Saat pelajaran menembak bola voli, aku tidak bisa melakukan pelajaran itu dengan baik. Kedua tangan kecilku memerah dan terasa sakit saat terus menembakkan bola voli ke udara. Melihat itu, guru olahragaku merasa kesal dan hendak menepuk pantatku. Dia memang punya kebiasaan itu terhadap semua siswa perempuan maupun laki-laki dengan dalih sebagai hukuman.
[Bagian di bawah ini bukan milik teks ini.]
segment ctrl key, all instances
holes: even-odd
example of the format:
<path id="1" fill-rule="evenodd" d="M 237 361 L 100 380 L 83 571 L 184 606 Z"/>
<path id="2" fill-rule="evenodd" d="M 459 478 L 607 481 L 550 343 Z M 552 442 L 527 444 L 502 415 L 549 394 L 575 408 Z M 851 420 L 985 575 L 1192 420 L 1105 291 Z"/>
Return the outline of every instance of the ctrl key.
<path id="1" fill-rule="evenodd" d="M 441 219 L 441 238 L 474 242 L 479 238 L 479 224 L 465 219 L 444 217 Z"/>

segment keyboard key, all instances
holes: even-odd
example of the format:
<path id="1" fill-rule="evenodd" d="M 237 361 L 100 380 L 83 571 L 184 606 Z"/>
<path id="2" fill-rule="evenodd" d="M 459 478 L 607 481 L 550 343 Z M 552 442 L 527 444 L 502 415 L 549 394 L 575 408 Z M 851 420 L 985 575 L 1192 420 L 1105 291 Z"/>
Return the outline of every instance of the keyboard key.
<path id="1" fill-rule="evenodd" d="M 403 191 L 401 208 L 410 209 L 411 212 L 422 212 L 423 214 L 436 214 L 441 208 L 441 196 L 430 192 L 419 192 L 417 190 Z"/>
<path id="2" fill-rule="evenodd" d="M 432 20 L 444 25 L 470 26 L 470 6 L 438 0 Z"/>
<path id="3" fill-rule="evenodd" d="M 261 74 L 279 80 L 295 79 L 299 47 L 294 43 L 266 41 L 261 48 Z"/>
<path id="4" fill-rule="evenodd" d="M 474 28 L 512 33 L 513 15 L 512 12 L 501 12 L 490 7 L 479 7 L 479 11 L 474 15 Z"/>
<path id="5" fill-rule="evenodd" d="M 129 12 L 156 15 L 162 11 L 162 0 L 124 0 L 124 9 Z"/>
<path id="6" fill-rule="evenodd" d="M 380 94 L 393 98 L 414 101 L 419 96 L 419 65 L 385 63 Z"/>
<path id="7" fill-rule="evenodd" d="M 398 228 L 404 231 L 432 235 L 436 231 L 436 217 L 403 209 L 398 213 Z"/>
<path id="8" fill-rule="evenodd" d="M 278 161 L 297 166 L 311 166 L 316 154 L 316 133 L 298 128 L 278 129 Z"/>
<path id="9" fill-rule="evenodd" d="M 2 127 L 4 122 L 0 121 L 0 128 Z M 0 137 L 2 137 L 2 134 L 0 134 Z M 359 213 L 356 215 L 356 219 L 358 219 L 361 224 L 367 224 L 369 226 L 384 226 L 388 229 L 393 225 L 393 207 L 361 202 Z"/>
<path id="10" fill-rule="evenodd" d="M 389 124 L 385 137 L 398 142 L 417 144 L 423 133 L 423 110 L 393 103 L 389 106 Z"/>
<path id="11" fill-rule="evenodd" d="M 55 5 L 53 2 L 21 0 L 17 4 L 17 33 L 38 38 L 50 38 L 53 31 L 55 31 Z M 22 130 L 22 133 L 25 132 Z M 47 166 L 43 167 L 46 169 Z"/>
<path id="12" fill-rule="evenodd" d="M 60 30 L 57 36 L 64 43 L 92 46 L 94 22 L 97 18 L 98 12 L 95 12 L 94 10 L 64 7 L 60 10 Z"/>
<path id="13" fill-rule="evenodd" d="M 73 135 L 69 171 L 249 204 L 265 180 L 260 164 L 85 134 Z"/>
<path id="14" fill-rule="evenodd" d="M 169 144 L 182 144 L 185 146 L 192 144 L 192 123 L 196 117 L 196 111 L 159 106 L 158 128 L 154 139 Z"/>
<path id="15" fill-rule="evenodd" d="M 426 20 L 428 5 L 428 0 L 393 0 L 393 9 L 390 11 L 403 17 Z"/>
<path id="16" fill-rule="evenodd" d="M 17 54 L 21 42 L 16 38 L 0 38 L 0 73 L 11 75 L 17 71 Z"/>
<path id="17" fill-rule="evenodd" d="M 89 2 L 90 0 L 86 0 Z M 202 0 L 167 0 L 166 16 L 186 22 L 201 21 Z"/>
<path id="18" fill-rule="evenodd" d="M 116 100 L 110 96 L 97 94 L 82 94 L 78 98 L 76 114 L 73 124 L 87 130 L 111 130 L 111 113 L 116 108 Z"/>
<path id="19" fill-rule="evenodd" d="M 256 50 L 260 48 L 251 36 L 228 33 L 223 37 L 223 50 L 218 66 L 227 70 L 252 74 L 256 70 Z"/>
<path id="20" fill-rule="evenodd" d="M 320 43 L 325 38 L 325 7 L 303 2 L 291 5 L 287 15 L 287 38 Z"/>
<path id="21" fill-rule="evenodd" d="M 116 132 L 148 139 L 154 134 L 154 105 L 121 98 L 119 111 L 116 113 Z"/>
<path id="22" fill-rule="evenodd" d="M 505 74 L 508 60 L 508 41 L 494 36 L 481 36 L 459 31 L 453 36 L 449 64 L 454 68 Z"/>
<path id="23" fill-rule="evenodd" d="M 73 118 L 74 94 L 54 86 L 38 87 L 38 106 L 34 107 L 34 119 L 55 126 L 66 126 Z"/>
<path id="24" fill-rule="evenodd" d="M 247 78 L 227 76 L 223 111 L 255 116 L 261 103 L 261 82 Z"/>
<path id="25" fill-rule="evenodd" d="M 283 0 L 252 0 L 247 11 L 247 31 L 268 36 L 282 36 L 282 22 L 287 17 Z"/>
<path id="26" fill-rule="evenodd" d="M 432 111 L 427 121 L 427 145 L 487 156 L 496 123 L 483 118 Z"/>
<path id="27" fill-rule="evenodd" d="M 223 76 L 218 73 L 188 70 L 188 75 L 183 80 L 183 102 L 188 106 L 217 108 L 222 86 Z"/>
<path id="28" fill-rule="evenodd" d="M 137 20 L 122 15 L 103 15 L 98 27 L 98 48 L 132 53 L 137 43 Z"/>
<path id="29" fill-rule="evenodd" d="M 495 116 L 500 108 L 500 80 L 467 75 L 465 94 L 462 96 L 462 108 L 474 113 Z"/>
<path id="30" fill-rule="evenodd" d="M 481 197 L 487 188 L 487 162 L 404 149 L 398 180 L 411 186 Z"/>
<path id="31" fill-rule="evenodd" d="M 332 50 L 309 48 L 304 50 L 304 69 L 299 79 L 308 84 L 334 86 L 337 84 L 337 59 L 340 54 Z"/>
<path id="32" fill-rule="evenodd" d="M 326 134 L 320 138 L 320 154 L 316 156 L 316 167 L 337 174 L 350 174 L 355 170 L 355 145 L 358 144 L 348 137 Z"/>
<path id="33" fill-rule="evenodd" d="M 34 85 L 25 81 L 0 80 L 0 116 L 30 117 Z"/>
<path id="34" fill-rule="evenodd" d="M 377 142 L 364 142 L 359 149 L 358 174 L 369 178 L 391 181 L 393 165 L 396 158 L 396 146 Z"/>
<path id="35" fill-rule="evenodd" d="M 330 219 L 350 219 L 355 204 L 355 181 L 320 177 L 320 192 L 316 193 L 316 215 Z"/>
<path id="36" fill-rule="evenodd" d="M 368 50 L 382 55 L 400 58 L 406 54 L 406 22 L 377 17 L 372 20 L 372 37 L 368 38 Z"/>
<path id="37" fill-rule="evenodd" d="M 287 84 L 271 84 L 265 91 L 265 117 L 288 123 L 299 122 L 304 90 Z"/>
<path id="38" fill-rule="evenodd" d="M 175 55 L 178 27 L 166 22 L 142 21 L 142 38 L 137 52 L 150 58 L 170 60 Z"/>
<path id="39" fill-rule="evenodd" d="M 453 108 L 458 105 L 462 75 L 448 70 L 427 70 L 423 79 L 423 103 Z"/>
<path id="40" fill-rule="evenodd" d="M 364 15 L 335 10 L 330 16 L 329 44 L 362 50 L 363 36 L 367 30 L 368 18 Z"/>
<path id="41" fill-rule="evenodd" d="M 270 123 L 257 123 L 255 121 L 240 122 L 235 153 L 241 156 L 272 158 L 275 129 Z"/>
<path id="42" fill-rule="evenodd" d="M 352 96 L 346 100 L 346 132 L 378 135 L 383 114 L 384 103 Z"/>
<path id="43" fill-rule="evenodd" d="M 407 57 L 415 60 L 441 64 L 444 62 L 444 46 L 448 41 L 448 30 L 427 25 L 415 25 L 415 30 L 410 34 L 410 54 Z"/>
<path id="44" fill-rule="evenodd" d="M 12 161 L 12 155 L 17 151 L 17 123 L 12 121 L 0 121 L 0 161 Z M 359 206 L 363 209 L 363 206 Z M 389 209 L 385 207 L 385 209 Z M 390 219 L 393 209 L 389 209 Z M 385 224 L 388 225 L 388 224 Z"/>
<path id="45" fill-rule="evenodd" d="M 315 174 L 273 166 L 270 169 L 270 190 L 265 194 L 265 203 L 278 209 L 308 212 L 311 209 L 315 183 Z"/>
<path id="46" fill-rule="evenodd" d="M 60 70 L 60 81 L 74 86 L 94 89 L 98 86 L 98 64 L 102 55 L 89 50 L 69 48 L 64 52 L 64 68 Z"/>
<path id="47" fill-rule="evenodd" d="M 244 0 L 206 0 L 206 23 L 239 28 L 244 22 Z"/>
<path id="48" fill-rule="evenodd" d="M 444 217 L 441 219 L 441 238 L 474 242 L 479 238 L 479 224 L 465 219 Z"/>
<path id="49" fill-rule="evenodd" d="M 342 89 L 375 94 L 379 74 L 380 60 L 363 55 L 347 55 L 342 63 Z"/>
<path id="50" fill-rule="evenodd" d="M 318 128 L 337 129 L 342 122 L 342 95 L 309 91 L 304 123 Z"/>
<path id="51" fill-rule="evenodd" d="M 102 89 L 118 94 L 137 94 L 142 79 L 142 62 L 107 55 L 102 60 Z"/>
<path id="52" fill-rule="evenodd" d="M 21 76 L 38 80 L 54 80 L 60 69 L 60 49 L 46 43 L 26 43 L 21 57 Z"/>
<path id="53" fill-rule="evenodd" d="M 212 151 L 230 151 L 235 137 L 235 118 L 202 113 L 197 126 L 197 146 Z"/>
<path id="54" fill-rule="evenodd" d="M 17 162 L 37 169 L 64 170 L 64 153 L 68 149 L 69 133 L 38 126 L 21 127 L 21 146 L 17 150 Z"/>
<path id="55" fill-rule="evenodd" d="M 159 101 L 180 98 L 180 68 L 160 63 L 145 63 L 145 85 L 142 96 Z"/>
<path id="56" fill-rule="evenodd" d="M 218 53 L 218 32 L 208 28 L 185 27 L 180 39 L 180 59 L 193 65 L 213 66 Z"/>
Aku langsung menghindari tepukan itu dengan sedikit berlari beberapa langkah, namun guru olahragaku tetap saja mengejarku. Hingga ia harus menendang pantatku dengan kakinya. Tidak ada satu orangpun siswa yang berani speak up tentang perilaku guru bejad itu. Semuanya merasa takut tidak akan mendapatkan nilai jika mereka melawannya. Media sosialpun belum marak seperti sekarang. Mulai dari saat itu, aku merasa trauma setiap mengikuti pelajaran olahraga. Aku selalu waspada supaya guru bejad itu tidak tiba-tiba mendekatiku dari belakang.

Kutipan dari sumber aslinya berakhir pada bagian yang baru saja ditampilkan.